July 5 (Bloomberg) -- South Africa’s debate on nationalizing the country’s mining industry should be replaced by discussion on selling state-owned companies to private investors to drive efficiency, said Humphrey Borkum, chairman of JSE Ltd. which runs the continent’s biggest bourse
The ruling African National Congress agreed in September to study nationalization to meet demands from Julius Malema, head of its youth arm.
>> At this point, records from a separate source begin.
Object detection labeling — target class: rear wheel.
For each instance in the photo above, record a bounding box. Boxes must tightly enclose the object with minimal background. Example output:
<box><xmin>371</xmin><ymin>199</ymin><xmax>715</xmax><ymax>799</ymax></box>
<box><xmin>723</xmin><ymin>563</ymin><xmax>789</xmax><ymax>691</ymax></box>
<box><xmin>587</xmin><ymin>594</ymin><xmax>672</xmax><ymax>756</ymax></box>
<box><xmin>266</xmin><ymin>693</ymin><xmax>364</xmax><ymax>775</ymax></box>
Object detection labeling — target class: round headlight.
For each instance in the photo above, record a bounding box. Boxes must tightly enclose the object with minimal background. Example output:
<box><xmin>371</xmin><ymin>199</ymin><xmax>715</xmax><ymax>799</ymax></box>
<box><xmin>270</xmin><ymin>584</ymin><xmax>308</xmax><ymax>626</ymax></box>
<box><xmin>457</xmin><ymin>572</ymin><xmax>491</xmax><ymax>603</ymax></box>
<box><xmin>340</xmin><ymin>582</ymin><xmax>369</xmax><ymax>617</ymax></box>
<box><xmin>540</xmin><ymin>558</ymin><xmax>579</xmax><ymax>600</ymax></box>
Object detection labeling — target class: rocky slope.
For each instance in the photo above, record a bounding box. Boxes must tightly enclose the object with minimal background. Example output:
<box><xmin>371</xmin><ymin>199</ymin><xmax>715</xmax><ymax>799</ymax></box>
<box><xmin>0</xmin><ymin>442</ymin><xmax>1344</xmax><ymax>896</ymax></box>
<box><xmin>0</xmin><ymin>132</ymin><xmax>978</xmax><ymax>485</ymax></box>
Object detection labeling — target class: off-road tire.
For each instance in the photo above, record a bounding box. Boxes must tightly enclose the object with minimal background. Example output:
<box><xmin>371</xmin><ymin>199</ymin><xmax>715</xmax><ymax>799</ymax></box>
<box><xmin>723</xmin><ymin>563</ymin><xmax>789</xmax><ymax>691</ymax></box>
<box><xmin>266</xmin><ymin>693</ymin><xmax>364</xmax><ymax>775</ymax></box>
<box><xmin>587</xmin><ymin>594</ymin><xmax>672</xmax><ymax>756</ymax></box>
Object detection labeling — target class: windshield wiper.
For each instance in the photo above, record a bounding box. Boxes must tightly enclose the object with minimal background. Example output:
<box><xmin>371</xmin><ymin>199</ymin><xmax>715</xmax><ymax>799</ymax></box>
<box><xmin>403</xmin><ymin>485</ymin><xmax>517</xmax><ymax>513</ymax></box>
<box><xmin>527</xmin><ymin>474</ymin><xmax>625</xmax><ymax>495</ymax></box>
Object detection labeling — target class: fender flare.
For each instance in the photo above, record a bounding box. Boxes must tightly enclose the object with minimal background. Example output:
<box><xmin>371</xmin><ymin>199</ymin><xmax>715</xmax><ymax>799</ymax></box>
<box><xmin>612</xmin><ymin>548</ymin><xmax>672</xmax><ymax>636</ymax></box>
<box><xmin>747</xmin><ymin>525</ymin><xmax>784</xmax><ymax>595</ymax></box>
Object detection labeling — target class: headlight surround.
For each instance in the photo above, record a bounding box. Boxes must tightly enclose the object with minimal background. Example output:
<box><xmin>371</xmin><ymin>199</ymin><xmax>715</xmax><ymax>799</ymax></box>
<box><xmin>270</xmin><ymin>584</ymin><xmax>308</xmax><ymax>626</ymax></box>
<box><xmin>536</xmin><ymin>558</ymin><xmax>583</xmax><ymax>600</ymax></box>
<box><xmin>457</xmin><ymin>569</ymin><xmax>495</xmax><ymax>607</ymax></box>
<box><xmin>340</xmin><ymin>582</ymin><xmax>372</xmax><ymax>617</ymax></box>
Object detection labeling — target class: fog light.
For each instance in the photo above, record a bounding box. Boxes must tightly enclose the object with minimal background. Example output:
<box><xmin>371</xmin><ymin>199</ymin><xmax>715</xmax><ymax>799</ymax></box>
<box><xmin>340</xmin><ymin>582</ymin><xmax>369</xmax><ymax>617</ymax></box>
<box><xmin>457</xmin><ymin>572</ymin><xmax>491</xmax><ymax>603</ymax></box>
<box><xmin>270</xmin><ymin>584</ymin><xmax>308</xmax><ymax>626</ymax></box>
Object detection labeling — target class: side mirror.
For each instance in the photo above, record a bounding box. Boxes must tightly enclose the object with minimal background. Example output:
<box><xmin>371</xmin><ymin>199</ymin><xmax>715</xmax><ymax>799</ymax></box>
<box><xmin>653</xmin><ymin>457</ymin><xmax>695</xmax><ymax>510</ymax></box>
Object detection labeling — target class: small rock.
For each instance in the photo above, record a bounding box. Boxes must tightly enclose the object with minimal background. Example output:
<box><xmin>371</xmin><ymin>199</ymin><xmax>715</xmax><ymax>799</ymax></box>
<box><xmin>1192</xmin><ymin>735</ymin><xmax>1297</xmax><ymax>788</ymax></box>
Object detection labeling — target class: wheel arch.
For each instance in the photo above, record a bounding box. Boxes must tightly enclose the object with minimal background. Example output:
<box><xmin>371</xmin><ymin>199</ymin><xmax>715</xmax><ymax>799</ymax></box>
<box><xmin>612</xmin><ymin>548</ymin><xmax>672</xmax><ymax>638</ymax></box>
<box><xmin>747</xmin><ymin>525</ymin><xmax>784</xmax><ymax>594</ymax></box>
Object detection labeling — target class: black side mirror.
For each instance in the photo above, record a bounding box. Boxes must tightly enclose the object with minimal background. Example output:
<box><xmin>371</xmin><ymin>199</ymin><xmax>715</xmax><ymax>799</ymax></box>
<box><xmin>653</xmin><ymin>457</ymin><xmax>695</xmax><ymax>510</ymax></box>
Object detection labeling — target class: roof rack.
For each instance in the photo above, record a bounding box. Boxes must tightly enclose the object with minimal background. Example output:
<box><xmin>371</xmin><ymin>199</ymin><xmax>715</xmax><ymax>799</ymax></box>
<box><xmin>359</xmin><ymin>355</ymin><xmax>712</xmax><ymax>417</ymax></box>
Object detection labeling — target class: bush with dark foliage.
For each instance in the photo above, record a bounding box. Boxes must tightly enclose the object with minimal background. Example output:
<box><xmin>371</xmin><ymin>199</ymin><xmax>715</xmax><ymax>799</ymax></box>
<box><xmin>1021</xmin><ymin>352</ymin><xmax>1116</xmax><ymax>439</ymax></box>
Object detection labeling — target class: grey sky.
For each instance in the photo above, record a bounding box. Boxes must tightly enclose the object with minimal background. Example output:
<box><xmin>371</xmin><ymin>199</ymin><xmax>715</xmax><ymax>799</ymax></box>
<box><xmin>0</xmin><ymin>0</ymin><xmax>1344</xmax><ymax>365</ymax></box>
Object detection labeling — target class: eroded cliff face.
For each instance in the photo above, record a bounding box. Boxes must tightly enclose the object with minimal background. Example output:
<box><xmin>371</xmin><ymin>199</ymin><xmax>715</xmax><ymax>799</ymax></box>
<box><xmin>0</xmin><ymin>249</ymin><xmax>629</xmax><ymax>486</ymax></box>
Mine operators in South Africa are compelled by law to sell 26 percent of their assets to black investors by 2014 and boost numbers of black managers to help make up for discrimination during apartheid before 1994. Some companies missed targets for 2009, the mines minister said at the time, adding that the industry had “not lived up to the spirit and intent” of the law.
“The government has enough on its plate trying to fulfil its mandate of service delivery,” Borkum wrote in an opinion piece published in Johannesburg-based Business Report today. “To date, it does not have a consistent record of running municipalities, public schools, transport or parastatals with competence.”
If the government privatized state-owned companies such as Eskom Holdings SOC Ltd., the power utility, and ports and rail operator Transnet SOC Ltd., “the taxes they would pay would result in more money for better housing, schools and hospitals for the poor,” Borkum wrote.